Answer
$y=-1\pm\sqrt{\dfrac{7}{3}}$
Work Step by Step
$3y^{2}+6y-4=0$
Take the $4$ to the right side of the equation:
$3y^{2}+6y=4$
Take out common factor $3$ from the left side of the equation:
$3(y^{2}+2y)=4$
Add $\Big(\dfrac{b}{2}\Big)^{2}$ to the expression inside the parentheses and $3\Big(\dfrac{b}{2}\Big)^{2}$ to the right side of the equation.
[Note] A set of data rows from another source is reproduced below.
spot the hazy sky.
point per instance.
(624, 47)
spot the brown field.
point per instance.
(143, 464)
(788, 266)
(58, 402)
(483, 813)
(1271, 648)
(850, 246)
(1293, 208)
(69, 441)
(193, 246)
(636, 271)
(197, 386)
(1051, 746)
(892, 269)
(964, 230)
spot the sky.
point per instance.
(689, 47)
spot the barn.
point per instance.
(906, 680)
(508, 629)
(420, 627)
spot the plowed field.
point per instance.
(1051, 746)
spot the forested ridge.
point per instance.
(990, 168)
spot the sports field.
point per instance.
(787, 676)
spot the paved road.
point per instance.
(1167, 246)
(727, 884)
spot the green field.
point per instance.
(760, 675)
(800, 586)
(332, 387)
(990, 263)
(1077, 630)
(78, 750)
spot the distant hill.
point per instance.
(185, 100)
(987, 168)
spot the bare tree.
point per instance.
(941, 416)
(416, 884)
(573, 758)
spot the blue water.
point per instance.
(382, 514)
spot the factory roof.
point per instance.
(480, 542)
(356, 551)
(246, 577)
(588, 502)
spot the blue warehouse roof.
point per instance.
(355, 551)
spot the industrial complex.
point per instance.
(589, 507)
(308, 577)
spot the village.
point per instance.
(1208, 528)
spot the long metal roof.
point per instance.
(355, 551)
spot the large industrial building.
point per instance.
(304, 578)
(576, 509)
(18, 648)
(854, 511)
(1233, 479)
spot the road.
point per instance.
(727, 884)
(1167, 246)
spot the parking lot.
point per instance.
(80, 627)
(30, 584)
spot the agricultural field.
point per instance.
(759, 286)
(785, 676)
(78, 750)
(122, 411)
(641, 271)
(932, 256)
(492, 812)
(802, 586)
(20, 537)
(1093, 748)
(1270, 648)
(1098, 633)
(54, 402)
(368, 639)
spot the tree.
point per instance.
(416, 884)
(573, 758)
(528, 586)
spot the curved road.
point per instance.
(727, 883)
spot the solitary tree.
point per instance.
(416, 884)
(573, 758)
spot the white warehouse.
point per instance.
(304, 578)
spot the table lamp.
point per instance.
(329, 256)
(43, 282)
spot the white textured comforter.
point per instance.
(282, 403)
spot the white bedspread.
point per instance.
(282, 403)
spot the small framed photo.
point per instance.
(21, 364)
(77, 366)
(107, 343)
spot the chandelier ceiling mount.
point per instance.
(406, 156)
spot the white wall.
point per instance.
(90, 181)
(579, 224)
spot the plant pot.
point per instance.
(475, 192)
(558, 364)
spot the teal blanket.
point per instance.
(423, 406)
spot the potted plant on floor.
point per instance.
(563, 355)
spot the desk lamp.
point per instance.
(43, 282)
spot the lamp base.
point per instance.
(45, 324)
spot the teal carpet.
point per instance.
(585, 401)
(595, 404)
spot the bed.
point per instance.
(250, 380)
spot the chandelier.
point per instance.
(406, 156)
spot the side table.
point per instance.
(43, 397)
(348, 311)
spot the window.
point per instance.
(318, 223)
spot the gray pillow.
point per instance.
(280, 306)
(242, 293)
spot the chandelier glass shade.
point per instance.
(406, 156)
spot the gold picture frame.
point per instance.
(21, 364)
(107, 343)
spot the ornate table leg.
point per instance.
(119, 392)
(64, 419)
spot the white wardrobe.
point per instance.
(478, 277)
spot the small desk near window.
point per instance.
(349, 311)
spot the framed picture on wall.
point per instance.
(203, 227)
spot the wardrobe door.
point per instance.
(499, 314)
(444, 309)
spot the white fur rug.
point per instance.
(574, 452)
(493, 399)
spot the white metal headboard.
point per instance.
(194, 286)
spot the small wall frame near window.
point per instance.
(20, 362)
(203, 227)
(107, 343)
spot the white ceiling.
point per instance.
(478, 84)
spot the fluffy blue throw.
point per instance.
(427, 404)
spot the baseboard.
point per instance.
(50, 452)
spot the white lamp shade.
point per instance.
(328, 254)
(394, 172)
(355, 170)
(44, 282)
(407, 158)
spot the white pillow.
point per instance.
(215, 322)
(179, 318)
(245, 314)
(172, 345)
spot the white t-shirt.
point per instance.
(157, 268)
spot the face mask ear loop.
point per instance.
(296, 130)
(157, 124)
For this particular case, $b=2$
$3\Big[y^{2}+2y+\Big(\dfrac{2}{2}\Big)^{2}\Big]=4+3\Big(\dfrac{2}{2}\Big)^{2}$
$3(y^{2}+2y+1)=4+3$
$3(y^{2}+2y+1)=7$
Factor the expression inside the parentheses, which is a perfect square trinomial:
$3(y+1)^{2}=7$
Take the $3$ to divide the right side of the equation:
$(y+1)^{2}=\dfrac{7}{3}$
Take the square root of both sides of the equation:
$\sqrt{(y+1)^{2}}=\pm\sqrt{\dfrac{7}{3}}$
$y+1=\pm\sqrt{\dfrac{7}{3}}$
Solve for $y$:
$y=-1\pm\sqrt{\dfrac{7}{3}}$